Elle se rappelle Notre-Dame, ou plutôt, l'incendie de Notre-Dame qui avait été le théâtre insensé d'une guerre des imaginaires après la destruction accidentelle de sa flèche et de sa charpente. Elle avait vite compris que l'on appelait Victor Hugo à la rescousse, mais que les images étaient fournies par Disney. Certains auraient voulu que ce fût le 11 septembre français. La cathédrale aurait été percutée par quelque drone piégé envoyés par les Méchants, par L'Empire du Mal. En ce temps-là, les Méchants étaient, comme au moyen-âge, les Sarrasins, c'est à dire les Musulmans et plus précisément les Arabes, mêmes quand, comme les Iraniens et les Turcs, ils n'étaient pas du tout arabes. Elle se demande comment l'Occident se serait construit sans cet ennemi très largement imaginaire. Il n'y aurait pas eu de croisades par exemple et donc pas de féodalité ni roi de droit divin en France. Elle cherche sur l'internet si les croisades ont été étudiées sous l'angle du capitalisme marchand. Elle trouve rapidement un livre de deux universitaires de l'Université d'Auburn dans l'Alabama, Ekelund et Hebert : « Sacred Trust: The Medieval Church as an Economic Firm ». Elle ne savait pas si le livre avait été traduit et si son titre, au cas où il l'aurait été, était donc bien « Foi sacrée : l'Église médiévale comme multinationale ». Ces croisades étaient bien d'abord des croisades de l'imaginaire et l'imaginaire des chevaliers au service de l'Église était de fait au service des marchands. Qu'il fût au détriment des pauvres, cela va sans dire : la marchandisation des imaginaires est toujours au détriment des pauvres, sinon, cela ne marche pas.
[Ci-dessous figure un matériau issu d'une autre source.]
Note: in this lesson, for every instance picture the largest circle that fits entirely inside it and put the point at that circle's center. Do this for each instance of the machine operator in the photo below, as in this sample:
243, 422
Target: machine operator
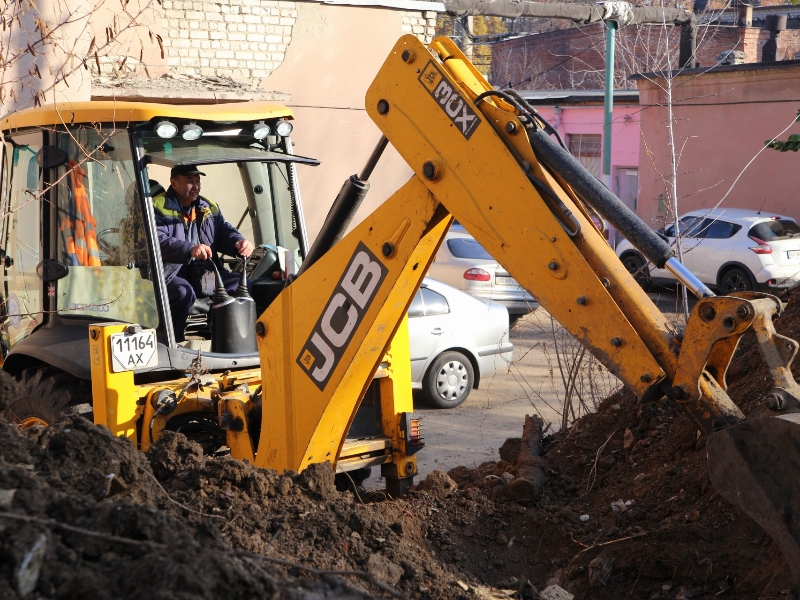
192, 230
Cette affaire de Notre-Dame, qui avait été provoquée, on l'avait su très vite, par un piètre court-circuit, avait cependant servi de loupe grossissante pour ces batailles d'images au profit de l'asservissement collectif. Le Président américain d'alors, en conseillant la nuit du drame national d'envoyer des avions-pompiers avait ainsi suggéré d'autres images et surtout rappelé que depuis 2001, les États-Unis avaient acquis le monopole de l'image du-pompier-valeureux-luttant-contre-le-mal et de l'expertise afférente et du marché des matériels de lutte contre les incendies. L'appel à la reconstruction du Président de la République française de l'époque avait quant à lui résonné dans la longue suite d'appels à la fierté nationale de ce peuple français jamais très sûr de ne pas avoir trahi. Pauvres et riches s'étaient retrouvés dans l'appel aux dons pour la vénérable église gothique. On avait surtout parlé des riches. Peu avaient relu Charles Mauss qui, le premier, avait expliqué que le principal objectif du don était bien d'obliger à terme. Pendant des mois, ces appels aux dons avaient envahi l'espace médiatique. Heureusement, on avait constaté que le toit effondré ne décourageait pas les touristes et les perches à selfies. Loin de là. Dès le lendemain de l'incendie, les professionnels du tourisme s'étaient inquiétés de la réorganisation nécessaire des tours-operators. Pourtant, jamais la cathédrale n'avait été aussi photographiée. Tout le monde voulait voir les traces noircies du toit de la cathédrale en ruine. C'était même tout bénéfice, puisque ce n'était plus nécessaire de gérer les files d'attentes. L'autocar s'arrêtait. Les touristes descendaient, levaient la tête, se photographiaient et remontaient dans l'autocar. Les plus téméraires s'éloignaient un peu du parvis pour tenter d'apercevoir le transept, sinon le chœur, mais ils étaient vite rappelés à l'ordre par les guides. Le Sacré-Cœur attendait. Certains espéraient d'ailleurs que le Sacré-Cœur brulât aussi. Mais, de fait, cela n'avait aucun d'intérêt. Le dernier film le mettant en scène avait été Le fabuleux Destin d'Amélie Poulain, mais, dans la guerre des imaginaires, il ne valait pas un dessin animé de la firme américaine de Mickey-Mouse.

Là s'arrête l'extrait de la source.